Thanks again for you input.

Thanks. My current solution is similar, although your version is written more cleanly. I’d love for the user’s override not to have to include this line:

<$list filter="[tag[Wizard]] :filter[<..currentTiddler>tag<currentTiddler>]" variable=category>

or [tag<category>before<currentTiddler>] and [tag<category>after<currentTiddler>], but rather for these to be supplied to them as usable variable or some such mechanism.

I have something similar in my yet-to-be-published version.

Thanks a lot, more to study! :stuck_out_tongue_winking_eye:

That’s already there in the published version.

For my own uses, I’m not interested, but if I ever manage to get this customization the way I want to, then it would make sense to include them too. I hadn’t even thought about it, though. But you’re right, that would make sense, and be easy to do atop everything else.

Thank you for the help! (And – maybe! – for the additional material to research.)

You could certainly define the filters as variables, but I believe it comes at some slight cost to performance. Saq has written quite extensively about good practice from a performance standpoint here, but the general recommendation is to avoid macro substitution when possible.

I do appreciate your effort to make your final product as user-friendly as possible! I’d like to gently suggest that it may be counterproductive to hide too much, though. If someone is interested in tweaking the display template, it’s likely that they’ve already gained some degree of familiarity with TW code, or if not, they’re at least considering dipping their toes in - and in this case, it can be more challenging to follow a structure across multiple macros and variable definitions than it would be to study it in situ.

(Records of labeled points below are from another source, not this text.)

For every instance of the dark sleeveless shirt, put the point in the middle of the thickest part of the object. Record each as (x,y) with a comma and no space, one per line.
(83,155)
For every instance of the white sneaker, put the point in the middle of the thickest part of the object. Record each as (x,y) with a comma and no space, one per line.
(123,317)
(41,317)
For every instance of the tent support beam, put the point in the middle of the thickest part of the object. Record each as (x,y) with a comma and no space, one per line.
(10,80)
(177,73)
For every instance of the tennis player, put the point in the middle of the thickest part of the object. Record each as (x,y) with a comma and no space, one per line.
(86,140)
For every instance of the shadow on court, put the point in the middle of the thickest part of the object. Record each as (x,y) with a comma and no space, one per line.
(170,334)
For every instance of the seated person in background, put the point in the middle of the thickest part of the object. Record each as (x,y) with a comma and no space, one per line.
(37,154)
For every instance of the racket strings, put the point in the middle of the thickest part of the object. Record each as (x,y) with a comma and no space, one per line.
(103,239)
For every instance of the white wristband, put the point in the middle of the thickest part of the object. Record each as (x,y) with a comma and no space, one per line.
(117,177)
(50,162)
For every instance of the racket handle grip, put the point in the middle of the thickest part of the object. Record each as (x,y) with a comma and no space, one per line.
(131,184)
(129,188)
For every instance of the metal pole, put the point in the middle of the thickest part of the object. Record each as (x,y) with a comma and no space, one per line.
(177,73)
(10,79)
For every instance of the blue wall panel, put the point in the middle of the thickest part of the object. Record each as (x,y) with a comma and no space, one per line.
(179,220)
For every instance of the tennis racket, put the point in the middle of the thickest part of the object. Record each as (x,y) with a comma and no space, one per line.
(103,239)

As a personal example, while I have tremendous respect and appreciation for Mohammad’s wealth of out-of-the-box or otherwise beginner-friendly plugins, I found them very difficult to tweak as a low-intermediate user - mostly because he’s so very good at hiding his filters!

If you want to pretend that there are arrays, you could pack everything into strings. Here titlelists are packed into one string separated by &&& (you can use whatever unique token you need). Then they can be passed, reparsed, and used again. For testing, I used tags “HelloThere” and “BetaReleaseNotes” (limited to 3 tiddlers for the image below) :

image

\define firstpass()
<$list filter="[all[current]tags[]]" variable="tag"><$wikify name=passme text="""<$text text={{{ [tag<tag>]:reduce[format:titlelist[]addprefix[ ]addprefix<accumulator>] }}}/>""" ><$text text=<<passme>>/>&&&</$wikify></$list>
\end

<$wikify name=arrays text=<<firstpass>> >
<$list filter="[<arrays>split[&&&]!is[blank]]" variable="array" counter="count" >
Array <<count>> :
<$macrocall $name="list-links" filter="[enlist<array>]" />
</$list>
</$wikify>

Thank you, one more time. I did consider something like this, but believed that it was likely to be more complex than your demonstration.

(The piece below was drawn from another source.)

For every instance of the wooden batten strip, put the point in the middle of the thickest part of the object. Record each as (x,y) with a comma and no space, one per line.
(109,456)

With more and more comments, I’m getting the sense that what I really want is simply not possible. I’m not overly disappointed, as this was always at most a nice-to-have. I think the plugin is already convenient and easy to use.

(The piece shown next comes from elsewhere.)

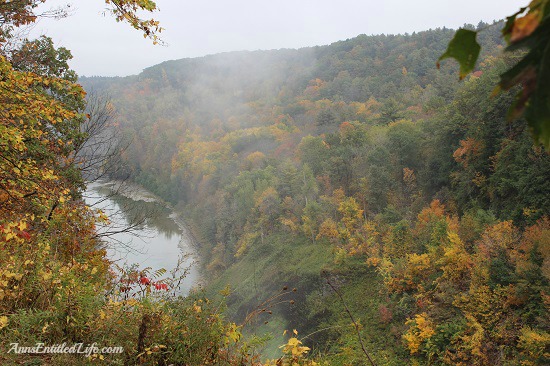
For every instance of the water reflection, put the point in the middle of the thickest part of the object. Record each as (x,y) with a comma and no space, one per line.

Hmm, thought I replied to this earlier. Got distracted by that performance article, I guess.

If I don’t use so some technique to pass data from one place to another, there is no reason for this refactoring whatsoever. But I’m quickly coming to the conclusion that this is the best answer.

I don’t think of it as hiding information as much as of bundling it appropriately. As a developer/software architect, I write a fair bit of code intended for others’ code to interact with. As much as possible I try to simplify the users’ experience, writing libraries rather than frameworks, passing the right information to the user that they don’t have to keep calling back for more (outside volume concerns like pagination.) I was hoping to apply the same here.

But thank you for your gentle advice. It sounds like it probably will be best to drop this, at least until I have much better TW understanding.